I remind Colbert that Goop is about more than just fluffy, silly nonsense like jade eggs, magic energy stickers, and water bottles with amethysts in them to infuse your water with energy. It’s part of the mainstreaming of pseudoscience and quackery. Goop also strikes back when attacked, such as when Paltrow ordered her quack doctors to slime Dr. Jen Gunter, one of the foremost critics of Goop, with a condescending, misogynistic, mansplaining hit piece. I can’t help but note that one of those doctors, Dr. Aviva Romm, appeared to distance herself from Goop after that incident. Maybe Goop was too much even for her.Although I didn't write a full column on this subject, I did rant about it on my radio show for about fifteen minutes -- you can listen to that segment here (if you subscribe to my podcasts, you already have it).

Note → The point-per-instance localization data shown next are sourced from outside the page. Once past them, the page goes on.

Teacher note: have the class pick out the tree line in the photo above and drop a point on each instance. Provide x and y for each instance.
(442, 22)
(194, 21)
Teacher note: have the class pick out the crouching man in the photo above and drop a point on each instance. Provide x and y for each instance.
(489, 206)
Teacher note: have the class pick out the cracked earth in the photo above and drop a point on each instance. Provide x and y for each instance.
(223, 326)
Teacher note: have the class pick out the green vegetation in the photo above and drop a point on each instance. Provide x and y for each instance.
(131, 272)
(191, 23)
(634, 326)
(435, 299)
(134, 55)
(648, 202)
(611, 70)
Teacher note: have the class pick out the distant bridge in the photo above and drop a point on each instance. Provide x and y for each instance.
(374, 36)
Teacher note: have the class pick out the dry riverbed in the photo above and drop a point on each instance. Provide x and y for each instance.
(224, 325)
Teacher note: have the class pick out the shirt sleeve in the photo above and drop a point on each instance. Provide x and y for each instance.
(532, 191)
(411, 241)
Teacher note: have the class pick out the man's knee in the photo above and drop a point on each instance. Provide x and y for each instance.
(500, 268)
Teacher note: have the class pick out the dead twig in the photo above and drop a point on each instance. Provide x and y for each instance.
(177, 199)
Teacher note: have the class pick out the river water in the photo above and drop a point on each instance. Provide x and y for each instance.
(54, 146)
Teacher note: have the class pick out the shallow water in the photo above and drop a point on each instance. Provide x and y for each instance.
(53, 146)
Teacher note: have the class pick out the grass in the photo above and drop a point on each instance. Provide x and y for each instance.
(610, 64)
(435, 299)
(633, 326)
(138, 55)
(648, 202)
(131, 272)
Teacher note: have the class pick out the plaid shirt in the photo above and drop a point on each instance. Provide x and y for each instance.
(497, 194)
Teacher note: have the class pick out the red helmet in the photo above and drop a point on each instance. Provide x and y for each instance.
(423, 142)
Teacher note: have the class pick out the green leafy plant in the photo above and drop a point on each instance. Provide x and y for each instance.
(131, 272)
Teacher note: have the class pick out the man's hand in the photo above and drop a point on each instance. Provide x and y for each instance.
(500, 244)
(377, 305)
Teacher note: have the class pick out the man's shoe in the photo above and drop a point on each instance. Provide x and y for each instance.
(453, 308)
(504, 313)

Finally, let’s not forget that the latest In Goop Health summit, which Colbert so gamely promoted by having Paltrow on his show, is a veritable quackfest. One of its main speakers is Dr. Kelly Brogan, a “holistic” psychiatrist who denies that HIV causes AIDS, advocates treating depression “naturally,” and is rabidly antivaccine, as evidenced by her publication of an e-book that features basically every antivaccine trope you can think of, a veritable cornucopia of antivaccine misinformation....
While I’m not so clueless as to expect that Colbert would have Paltrow on his show and attack her, other than gentle ribbing. That’s not what late night talk shows do, by and large. Their purpose is to promote whatever projects the celebrity guests on the show are doing or products they are selling. I just wish that, in this case, Colbert and his producers had just said no to having Paltrow on their show to promote hers. They didn’t have to have her on. They didn’t have to promote her brand so obsequiously. Sadly, they chose to do so.